Quicksort again • Without the ability to divide the array exactly in half, need to change structure of quicksort somewhat: void quickSort (double[] A, int i, int j) { int m; if (i < j) { m = partition(A, i, j); quickSort(A, i, m-1); quickSort(A, m+1, j); } }
Quicksort again (cont.) • Difference is that partition has to tell quicksort where it ended up splitting the array: int partition (double[] A, int i, int j) { // Guess median of A[i] ... A[j], // and move other elements so that // A[i] ... A[m-1] are all less than A[m] and // A[m+1] ... A[j] are all greater than A[m] // m is returned to the caller swap(A, i, guessMedianLocation(A, i, j)); int m = partition1(A, i+1, j, A[i]); swap(A, i, m); return m; }
partition1 • partition1 must return the “middle”. int partition1 (double[] A, int i, int j, double pivot) { // Shuffle elements of A[i..j] so that elements // < pivot appear to the left of elements > pivot if (base case) ... if (A[i] <= pivot) // A[i] in correct half return partition1(A, i+1, j, pivot); else if (A[j] > pivot) // A[j] in correct half return partition1(A, i, j-1, pivot); else { // A[i] and A[j] in wrong half swap(A, i, j); return partition1(A, i, j-1, pivot); } }
partition1 (cont.) • Need to handle base cases.
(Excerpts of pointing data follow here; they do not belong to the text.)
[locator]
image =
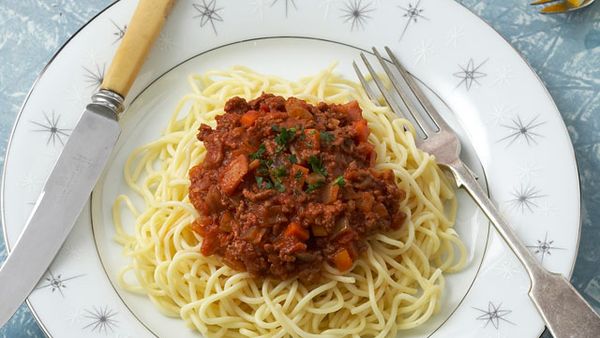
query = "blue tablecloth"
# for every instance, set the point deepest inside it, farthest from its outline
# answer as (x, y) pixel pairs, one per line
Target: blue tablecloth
(563, 49)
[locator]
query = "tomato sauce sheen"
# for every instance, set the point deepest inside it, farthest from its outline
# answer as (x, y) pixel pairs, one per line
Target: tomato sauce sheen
(286, 186)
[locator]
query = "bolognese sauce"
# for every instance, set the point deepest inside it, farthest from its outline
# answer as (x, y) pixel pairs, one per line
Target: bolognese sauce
(286, 186)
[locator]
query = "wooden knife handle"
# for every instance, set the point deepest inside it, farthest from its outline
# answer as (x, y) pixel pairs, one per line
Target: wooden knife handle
(143, 29)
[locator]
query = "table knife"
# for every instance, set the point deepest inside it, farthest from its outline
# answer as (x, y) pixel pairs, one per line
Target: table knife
(80, 164)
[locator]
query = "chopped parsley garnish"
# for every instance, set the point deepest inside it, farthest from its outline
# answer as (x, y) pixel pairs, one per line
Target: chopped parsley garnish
(258, 154)
(285, 136)
(260, 181)
(314, 186)
(279, 172)
(326, 137)
(340, 181)
(316, 164)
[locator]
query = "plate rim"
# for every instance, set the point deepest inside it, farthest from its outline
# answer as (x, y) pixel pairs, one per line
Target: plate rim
(562, 124)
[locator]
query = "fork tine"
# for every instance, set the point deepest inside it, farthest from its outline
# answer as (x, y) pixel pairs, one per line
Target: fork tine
(370, 93)
(541, 2)
(427, 106)
(560, 7)
(412, 109)
(393, 104)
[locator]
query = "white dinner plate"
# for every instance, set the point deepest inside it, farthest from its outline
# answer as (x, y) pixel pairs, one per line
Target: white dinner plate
(513, 135)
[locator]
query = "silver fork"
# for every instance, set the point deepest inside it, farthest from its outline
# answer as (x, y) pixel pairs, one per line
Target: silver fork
(561, 6)
(563, 309)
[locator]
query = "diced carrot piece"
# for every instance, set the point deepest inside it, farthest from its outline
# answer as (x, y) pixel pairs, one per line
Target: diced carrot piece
(249, 118)
(294, 229)
(342, 260)
(362, 130)
(233, 174)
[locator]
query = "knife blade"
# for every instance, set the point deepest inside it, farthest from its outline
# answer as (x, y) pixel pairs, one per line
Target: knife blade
(63, 197)
(80, 164)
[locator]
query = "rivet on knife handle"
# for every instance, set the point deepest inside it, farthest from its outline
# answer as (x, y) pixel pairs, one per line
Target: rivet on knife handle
(143, 29)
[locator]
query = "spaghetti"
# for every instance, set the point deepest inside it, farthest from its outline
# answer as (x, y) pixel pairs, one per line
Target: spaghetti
(396, 284)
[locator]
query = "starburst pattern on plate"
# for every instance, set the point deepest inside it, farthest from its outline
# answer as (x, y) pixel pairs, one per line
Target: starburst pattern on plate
(412, 13)
(424, 51)
(101, 320)
(522, 130)
(94, 76)
(357, 13)
(470, 74)
(208, 13)
(260, 6)
(50, 125)
(494, 315)
(525, 198)
(289, 4)
(56, 282)
(119, 33)
(544, 247)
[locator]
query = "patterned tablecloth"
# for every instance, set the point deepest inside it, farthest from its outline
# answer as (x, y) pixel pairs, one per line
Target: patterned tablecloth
(563, 49)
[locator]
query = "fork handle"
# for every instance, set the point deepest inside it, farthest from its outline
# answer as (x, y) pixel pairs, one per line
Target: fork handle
(566, 313)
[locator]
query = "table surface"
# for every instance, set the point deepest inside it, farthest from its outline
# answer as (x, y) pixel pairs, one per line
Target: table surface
(563, 49)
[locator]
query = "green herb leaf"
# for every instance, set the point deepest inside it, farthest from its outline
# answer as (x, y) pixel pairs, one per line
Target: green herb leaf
(259, 153)
(316, 164)
(279, 172)
(314, 186)
(285, 136)
(326, 137)
(340, 181)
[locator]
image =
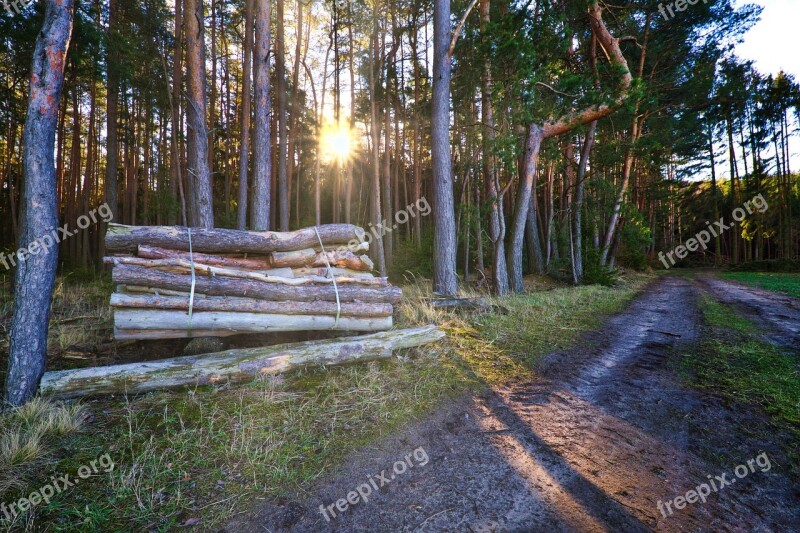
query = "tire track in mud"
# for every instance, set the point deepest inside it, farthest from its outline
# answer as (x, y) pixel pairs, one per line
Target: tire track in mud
(594, 445)
(776, 314)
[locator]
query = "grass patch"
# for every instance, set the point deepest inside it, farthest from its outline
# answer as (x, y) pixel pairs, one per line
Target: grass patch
(783, 283)
(542, 322)
(201, 456)
(734, 362)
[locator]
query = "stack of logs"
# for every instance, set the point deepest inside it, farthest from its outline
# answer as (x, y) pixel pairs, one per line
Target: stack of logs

However, there is one key point to remember here: the index returned by partition1 must contain a value less than the pivot, because it will be swapped back into A[i]. Base case needs to guarantee this: // Base case for partition1: if (j == i) if (A[i] < pivot) return i; else return i-1;
Guessing the median • Making a good guess concerning the median is very important. • Here is a simple approach: int guessMedianLocation (double[] A, int i, int j) { return (i+j)/2; }
Final words on quicksort • Quicksort runs in time n log n, but only if the partitions are (roughly) in half. • Worst case performance for quicksort is quadratic, but it is difficult to find examples where it is inefficient.